One might think after USSA’s best winter games in its history and another globe gathering alpine season, the organization and its CEO, Bill Marolt, might be in line for a few “Atta Boys,” but two months after the season’s conclusion, nothing could be further from the truth. Instead of getting pats on the back, Marolt has been the subject of criticism because of his level of compensation. It seems The New York Times and others think his salary is too much. Not so!

The Times took Marolt‘s compensation to task in an opinionated piece that selectively omitted circumstances, and failed to support the story’s bias. Many recognize journalism with integrity is a thing of the past on West 43rd Street. So be-it. Unfortunately, too many others take the Times’ reporting as gospel and used the story as a basis to air personal gripes. They too do so without bothering to check facts or make any inquiries as to the validity of the Times’ findings. It is a shame.

Marolt, like every successful executive, has his share of warts but compensation is not one of them. His recent episode with the Park City sheriff brought his critics out in force. Since his case is pending, it will not be addressed as part of this piece. We will leave that to others to satisfy their shortcomings by railing about others’. Still, it is disturbing when papers, especially those who cover the sport like the Stowe Reporter, opine without having done any homework or fact checking, simply regurgitating negativism.

Criticism coming from athletes is another story. Because of their age, today’s athletes are less aware and have not experienced the travesty which was the USSA/Ski team program prior to Marolt, thank goodness. Athletes have a reason and right to question the current program, its funding and direction. Fair enough. USSA athletic programs should be explained in detail. To great extent, detailed explanations have not been forthcoming. USSA and Marolt need to improve their communication with athletes, explaining why USSA does what it does. USSA too often takes on the air of the National Security Agency failing to offer a transparent explanation to its athletes. The association needs be more forth coming. Fortunately, the recently completed strategic plan with its goals and direction offers a true basis for how USSA arrived at its conclusions and what will dictate resource allocation going forward. An explanation of the plan is available at www.skiracing.com/?q=node/1547. Further details are found on the USSA web site.

As a point of reference, alpine athletes, their parents, and young coaches should be made aware of what occurred in the early 90s. Then, the ski team was an organization which sent unprepared athletes to compete, in many ways crushing them both physically and mentally. Today’s athletes don’t know that Tamara McKinney had 17 different coaches in her eight-year career nor the fact that the best the U.S. alpine team could do in the 1988 winter games was one ninth-place finish…ninth! There was no sport science program, little to no off hill support, and zero consistency of coaching or coaching philosophy. If an athlete succeeded, for all intents and purposes it was in spite of the U.S. Ski Team. USSA and the ski team was a bankrupt entity. The only outcome of those years was a bitter group of athletes who correctly felt they had not been part of a program that allowed them to be competitive, let alone succeed.
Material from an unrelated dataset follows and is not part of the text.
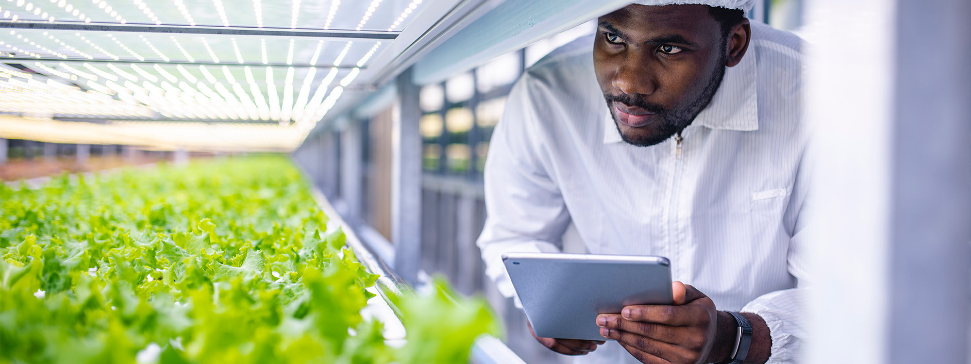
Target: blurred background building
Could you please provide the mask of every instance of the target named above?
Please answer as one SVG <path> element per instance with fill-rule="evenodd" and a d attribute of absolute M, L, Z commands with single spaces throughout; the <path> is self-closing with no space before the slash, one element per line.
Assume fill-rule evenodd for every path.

Look at the difference today. Just walk into the Center of Excellence and chat with Lindsey Vonn about what support she finds there. Or talk to Speedy Peterson, Bill Demong or Ted Ligety, whose latest GS globe was made possible in large part by an extraordinary rehab program put together by Troy Flannigan’s sports science group. Take a hard look at where the athletes train and who their coaches are and the consistency of the programs. Small wonder Scott Blackmun, U. S. Olympic committee president, touts USSA as the top sports governing body in the nation’s Olympic movement.

Everyone has a right to complain. However, it is reasonable to ask that complaints be based on fact and be accompanied by proactive and positive suggestions. As to Marolt’s compensation, it is a small price to pay for taking an organization from being insolvent to being among the best, if not the premier, NGB in the nation. G.B. Jr.

Images of Gary Black Jr. (upper right) and Bill Marolt (lower left).